In many situations public relations practitioners and academics are isolated from each other. I’ve experienced this first-hand; graduating from a public relations degree in 2012 which was 80% theoretical, to working for a number of organisations who seek experience.
On my career journey I can count on one hand how many practitioners I met who had an in-depth knowledge of the industry’s theory and could apply this to working day examples. This isn’t to say unless you understand the theory you can’t carry out good work, but it does present a number of difficulties (in my mind):
- Areas of contention remain without absolution (e.g. debate over AVEs)
- The stagnation of popular theories (mostly from the 80s) as they are not challenged in a digital environment
- The PR skills gap (are courses teaching the correct skills? Are we attracting the right talent?)
Most importantly, practitioners and academics can learn from each other.
To plug this gap the Chartered Institute of Public Relations (CIPR) has started a Facebook Group community which 72 hours later boasts 250+ members, 100s comments, and 15,000+ words. The project was initiated by Stephen Waddington who explains in his blog post why cooperation between academia and practice is needed.
One of the initial barriers to entry I can see for practitioners and academics alike is the time it takes to debate these issues. If you’re working 50+ hour weeks it can be difficult fitting anything else extra in – I’m not sure how many have found the time already. Anyway, on the train home last night I contributed the following:
It’s thanks to the genius of David Phillips and Richard Bailey that I’m a practitioner today – it feels good to be contributing to these discussions and my primary focus is continuing to build digital practices into the workflow of PR. This includes testing theory to work in digital contexts, securing the future of PR through upskilling workforce/students, and challenging the ‘traditional’ practice areas of PR in the marketing communications mix.

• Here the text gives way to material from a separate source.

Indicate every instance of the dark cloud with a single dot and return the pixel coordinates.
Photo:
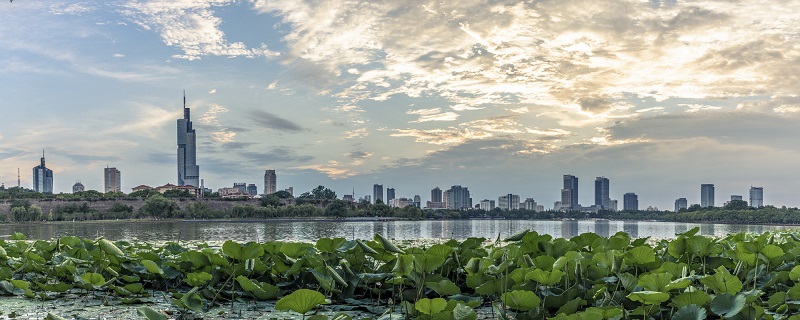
(269, 120)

In exploring the relationship between academia and practitioner I believe I can offer a fresh perspective to this group having been a recent grad of the CIPR Approved Course system (2012). It may be due to my particular skillset, but my contribution to agencies has so far been the result of my technical skills; network analysis, website builds, data analysis/measurement, etc.

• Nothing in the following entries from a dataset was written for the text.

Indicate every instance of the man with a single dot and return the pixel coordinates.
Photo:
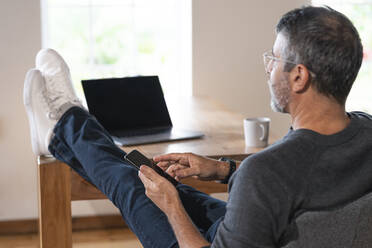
(322, 163)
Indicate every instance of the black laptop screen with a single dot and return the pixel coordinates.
(127, 103)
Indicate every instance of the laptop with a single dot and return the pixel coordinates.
(133, 110)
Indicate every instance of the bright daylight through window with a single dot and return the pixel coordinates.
(118, 38)
(360, 13)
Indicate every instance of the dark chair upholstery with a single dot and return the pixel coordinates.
(346, 227)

In this sense I’ve contributed towards client work by providing agencies skillsets that are traditionally ‘new’ but none of these skills were taught on my PR course. Why? Probably because when the course was designed these skills were not a requirement. Not to say that the degree was meaningless, I apply it every working day – but I felt the gap was with the course. Having said that my dissertation was on semantic analysis…

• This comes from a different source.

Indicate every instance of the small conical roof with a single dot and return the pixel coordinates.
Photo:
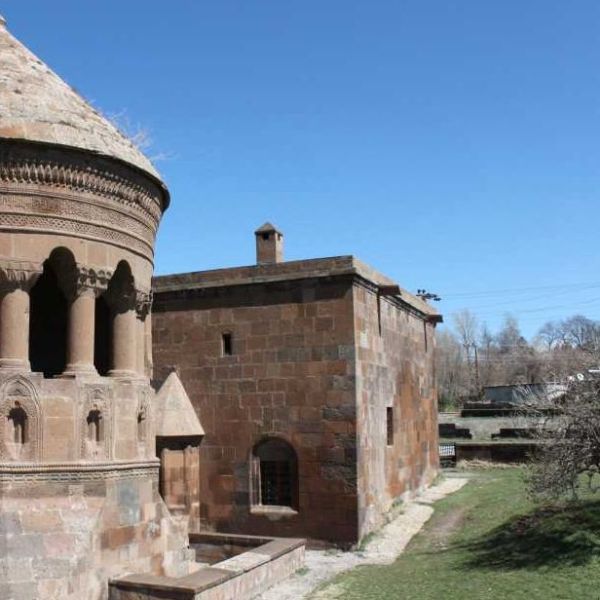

Grads need new skills and increasingly this is more about the whole marcomms mix than just media relations. If we’re trying to bridge the divide between theory and practice, let’s make an effort to apply this to digital practice areas as well.
Before any smart readers flag it I’m aware that part of the industry’s problem may be a semantic one; we really shouldn’t be defining practitioners and academics as separate groups. I consider myself both, and the best academics I’ve met have a solid track record of advising organisations.